At its height, the protest drew about 70 people — three times more than the average Saturday morning crowd, typically the largest gathering of the week — a turnout inspired by Thursday’s US Supreme Court ruling-that struck down the Massachusetts law that since 2007 had kept them outside the yellow line.
Evan Allen and Claire McNeill, “Abortion Battle Spills Across Line at Boston Clinic: Territory No Longer Protected as Buffer Zone Erased,” Boston Globe, June 29, 2014, www.bostonglobe.com/metro/2014/06/ 28/protesters-gather-planned-parenthood-clinic-first-saturday-after-supreme-court-ruling-against-buffer-zone/Tk01nX05G6 HSFlfZ9XB3NK7story.html (visited August 19, 2016).
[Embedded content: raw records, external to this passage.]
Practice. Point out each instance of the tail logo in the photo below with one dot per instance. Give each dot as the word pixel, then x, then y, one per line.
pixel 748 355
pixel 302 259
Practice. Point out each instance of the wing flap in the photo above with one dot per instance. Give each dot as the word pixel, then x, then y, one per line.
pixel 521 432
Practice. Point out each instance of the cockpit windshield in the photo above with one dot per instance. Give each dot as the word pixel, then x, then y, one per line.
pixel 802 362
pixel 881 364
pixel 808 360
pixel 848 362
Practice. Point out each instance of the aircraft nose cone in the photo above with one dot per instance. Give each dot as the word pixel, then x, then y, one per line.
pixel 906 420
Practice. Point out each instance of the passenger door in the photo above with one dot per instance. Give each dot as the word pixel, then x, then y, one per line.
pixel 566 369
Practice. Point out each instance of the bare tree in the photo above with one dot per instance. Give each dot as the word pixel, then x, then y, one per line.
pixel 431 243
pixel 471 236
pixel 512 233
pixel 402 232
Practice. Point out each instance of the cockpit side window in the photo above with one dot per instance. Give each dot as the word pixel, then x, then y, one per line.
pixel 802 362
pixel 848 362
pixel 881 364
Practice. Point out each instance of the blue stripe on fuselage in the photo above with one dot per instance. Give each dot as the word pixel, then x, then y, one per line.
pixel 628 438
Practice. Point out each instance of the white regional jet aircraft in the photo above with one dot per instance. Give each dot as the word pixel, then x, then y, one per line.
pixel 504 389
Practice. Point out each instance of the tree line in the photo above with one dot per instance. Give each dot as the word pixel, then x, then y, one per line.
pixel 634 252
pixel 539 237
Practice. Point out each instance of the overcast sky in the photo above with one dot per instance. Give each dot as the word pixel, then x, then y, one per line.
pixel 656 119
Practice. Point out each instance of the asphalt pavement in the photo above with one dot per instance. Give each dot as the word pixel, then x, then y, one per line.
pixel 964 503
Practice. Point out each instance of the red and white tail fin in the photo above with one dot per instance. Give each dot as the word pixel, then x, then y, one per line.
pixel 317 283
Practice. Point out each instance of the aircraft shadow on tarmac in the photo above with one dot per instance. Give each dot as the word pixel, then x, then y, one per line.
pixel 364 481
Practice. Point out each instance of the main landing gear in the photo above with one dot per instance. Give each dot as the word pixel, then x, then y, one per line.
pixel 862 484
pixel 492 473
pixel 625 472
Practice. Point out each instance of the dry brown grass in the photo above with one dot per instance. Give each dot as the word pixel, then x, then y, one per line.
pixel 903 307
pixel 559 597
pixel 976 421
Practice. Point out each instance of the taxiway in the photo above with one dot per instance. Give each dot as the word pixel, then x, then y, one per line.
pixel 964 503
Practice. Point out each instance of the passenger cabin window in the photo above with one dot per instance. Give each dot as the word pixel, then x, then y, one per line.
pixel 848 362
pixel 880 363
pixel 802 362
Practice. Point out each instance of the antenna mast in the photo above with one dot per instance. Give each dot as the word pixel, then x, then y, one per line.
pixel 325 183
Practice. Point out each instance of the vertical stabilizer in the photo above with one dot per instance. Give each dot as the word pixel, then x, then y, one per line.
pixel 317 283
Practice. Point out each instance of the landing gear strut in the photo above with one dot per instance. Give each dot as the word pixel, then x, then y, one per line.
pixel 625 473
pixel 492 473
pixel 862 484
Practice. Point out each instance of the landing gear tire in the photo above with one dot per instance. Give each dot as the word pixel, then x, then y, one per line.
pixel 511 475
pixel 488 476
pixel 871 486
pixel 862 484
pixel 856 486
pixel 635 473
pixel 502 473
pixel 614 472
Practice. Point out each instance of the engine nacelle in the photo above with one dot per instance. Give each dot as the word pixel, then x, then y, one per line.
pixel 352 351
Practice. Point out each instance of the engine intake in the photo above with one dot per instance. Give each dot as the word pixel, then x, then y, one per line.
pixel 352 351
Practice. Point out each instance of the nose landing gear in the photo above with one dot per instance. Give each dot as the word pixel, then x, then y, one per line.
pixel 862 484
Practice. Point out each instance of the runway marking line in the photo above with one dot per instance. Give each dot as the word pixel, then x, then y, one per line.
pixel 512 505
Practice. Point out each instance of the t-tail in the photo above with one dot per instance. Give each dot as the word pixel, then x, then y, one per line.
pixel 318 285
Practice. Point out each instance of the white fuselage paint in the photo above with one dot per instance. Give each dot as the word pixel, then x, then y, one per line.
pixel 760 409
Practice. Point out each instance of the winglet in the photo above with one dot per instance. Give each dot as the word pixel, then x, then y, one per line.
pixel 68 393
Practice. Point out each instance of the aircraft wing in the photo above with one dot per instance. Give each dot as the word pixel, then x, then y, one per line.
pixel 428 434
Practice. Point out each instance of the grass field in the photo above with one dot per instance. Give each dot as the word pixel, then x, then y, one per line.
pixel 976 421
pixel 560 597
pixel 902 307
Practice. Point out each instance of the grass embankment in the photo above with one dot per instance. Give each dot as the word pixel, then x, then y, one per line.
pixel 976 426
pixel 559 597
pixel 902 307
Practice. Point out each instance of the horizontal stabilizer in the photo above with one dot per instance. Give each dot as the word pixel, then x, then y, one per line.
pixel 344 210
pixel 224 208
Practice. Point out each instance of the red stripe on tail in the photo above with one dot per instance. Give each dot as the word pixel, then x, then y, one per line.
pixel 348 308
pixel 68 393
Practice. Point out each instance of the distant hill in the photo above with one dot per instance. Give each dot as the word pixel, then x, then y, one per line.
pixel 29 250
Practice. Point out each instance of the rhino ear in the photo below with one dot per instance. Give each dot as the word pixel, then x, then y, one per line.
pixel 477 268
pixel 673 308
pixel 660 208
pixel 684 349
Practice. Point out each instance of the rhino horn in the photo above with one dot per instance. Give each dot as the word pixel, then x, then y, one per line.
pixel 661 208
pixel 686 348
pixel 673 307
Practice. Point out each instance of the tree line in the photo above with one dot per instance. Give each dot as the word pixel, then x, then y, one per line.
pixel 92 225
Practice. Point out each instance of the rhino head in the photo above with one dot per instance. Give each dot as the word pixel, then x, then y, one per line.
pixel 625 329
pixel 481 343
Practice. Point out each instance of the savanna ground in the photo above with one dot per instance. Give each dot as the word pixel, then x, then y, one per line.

There is no doubt that with the possible exception of the shouting, the virulent protest described in the Boston Globe article is constitutionally protected speech by virtue of the McCullen decision, despite the stress that such speech must impose on women seeking to enter an abortion clinic to obtain an abortion. The giant rat in this case no doubt causes distress to the execu*760tives of the car dealership that the rat is picketing, though less distress than that of the women seeking to enter the abortion clinic through a mob of abortion protesters. Yet after McCullen it is clear that both forms of rude speech are protected by the First Amendment.
We should reverse, direct the district court to enter judgment in favor of the union, and be done with this case.